En ese sentido, el periodista y musicalizador Eduardo Fabregat explicaba en un artículo que “la industria musical vive una era de remasterizaciones y rescates que incluye más de un lanzamiento discutible, por ultilizar un término elegante”. Este fenómeno de la continuidad tras la defunción del músico da lugar a titulares como aquel que en julio de 2010 afirmaban que Elvis Presley iba a sacar un nuevo disco en noviembre, luego de 33 años de su final. Incluso están quienes actualmente fantasean y sostienen que el ídolo aun vive bajo otro nombre.

El profesor de la UBA Daniel Salerno, especialista en música y culturas populares, distingue el fenómeno entre lo que le ocurre a los consumidores y aquello que se hace desde las productoras. Así explica que lo que genera el furor en la sociedad es la empatía o la identificación entre el fanático y el artista que se pierde. Continúa profundizando: “Los productos que genera la industria interpelan desde lo afectivo, La muerte del artista famoso es la despedida de alguien, no cercano, pero sí querido”.

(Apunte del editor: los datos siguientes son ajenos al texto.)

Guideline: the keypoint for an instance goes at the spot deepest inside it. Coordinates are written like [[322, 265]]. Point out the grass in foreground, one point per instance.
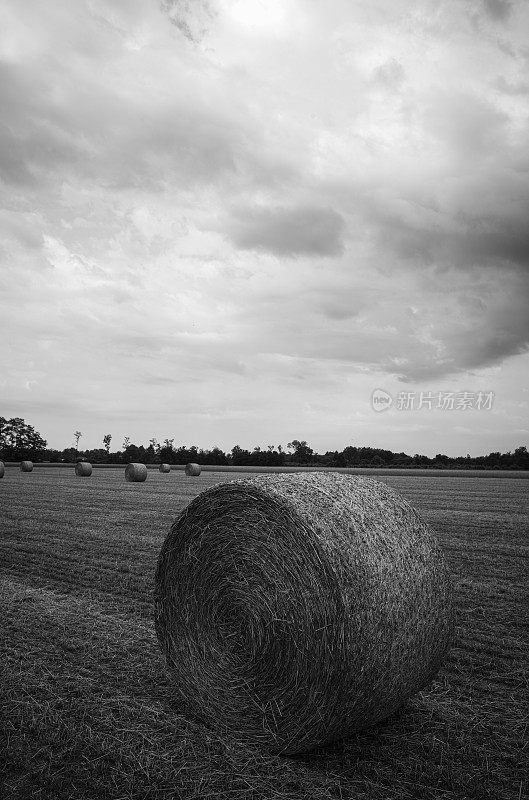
[[86, 708]]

Desde la lógica de las disquerías y los medios de comunicación, el profesor asegura que “es mas rentable un Amy Winehouse muerta que una viva a la que hay que mandar a rehabilitación o cancelar el concierto, o un Michael Jackson muerto que uno vivo que tiene juicios de pedofilia, que es histérico, etcétera”. Salerno sostiene que “al capitalismo que lo tiene que explotar (al artista) le ahorra todo eso” y, en consecuencia, lo vuelve dócil, reemplazable. “Nada más dócil que un músico muerto” concluye.

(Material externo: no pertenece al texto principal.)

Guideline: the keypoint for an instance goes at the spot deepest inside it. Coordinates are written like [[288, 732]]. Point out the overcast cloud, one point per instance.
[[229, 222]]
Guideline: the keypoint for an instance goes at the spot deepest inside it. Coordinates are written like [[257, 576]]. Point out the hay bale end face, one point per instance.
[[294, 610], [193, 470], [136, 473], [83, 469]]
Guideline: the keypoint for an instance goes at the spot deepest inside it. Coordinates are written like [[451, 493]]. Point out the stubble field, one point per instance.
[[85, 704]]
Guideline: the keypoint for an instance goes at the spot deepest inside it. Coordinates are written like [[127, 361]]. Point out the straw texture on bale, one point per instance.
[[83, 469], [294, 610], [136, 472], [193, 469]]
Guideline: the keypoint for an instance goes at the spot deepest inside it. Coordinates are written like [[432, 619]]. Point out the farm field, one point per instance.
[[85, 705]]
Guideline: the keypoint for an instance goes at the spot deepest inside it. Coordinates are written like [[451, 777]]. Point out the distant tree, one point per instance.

En la misma línea, el Productor del Estudio del Abasto al Pasto, Álvaro Villagra, asegura que “si un cantante es famoso y muere, la gente suele apenarse”, e inmediatamente busca escuchar todo material musical que esté al alcance con el objetivo de estar cerca de su ídolo “al que tenía un poco olvidado”. En estos casos, Villagra afirma que “las discográficas se aprovechan, arman una gran publicidad y editan cualquier obra, incluso aquellas que quizás jamás hubieran sacado si el artista estaba vivo”.

No obstante, las productoras de artistas no siempre esperan a la posteridad. Un ejemplo de ello fue lo acontecido con Sandro, el “Gitano”, cuya partida fue en enero de 2010. Sólo bastó que el estado de su salud se vuelva delicado para que la discográfica ofreciera al mercado, el 6 de octubre de 2009, una reedición de toda la obra del cantante editada por CBS. Un caso especial es el de Gustavo Cerati, ya que a más de un año de estar en coma, aún no se han realizado producciones de homenaje.

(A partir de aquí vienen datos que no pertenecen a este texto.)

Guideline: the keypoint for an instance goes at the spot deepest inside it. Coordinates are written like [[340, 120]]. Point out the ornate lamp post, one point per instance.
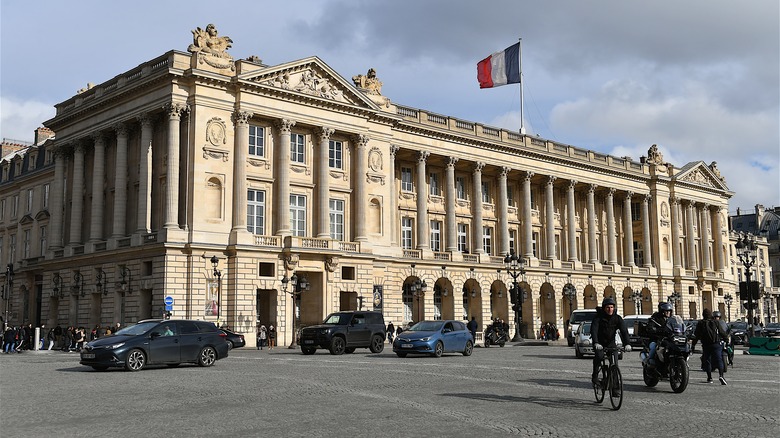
[[515, 267]]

También están aquellos músicos olvidados, marginados por los medios de comunicación y las jerarquías engendradas por la ardua competencia comercial. Ellos corren la suerte de ser renovados en un corto lapso a posteriori de su deceso. El cantante Ignacio Copani destaca en una entrevista con ACVNews (ver aparte) el ejemplo de Mercedes Sosa, que falleció en octubre de 2009: “Los medios hablaban de lo talentosa que era, de su trayectoria, pero después no le pasan un tema ni en el informe meteorológico”. Según el cantautor, “son los medios los que encienden la chispa moviendo el morbo del impacto rápido de la muerte”.

Mitos, reconocimientos, amor, morbo, sociedad mediatizada. Son varias las razones que se debaten para tratar de entender lo que ocurre al morir un artista, algunas incluso contrapuestas. No obstante, todas confluyen, en el mundo de la música, en aceptar que existe un fenómeno social contemporáneo, construido desde los fanáticos, las audiencias, las productoras y los medios, que logra engendrar una vida después de la muerte, un escenario en donde los artistas nunca perecen.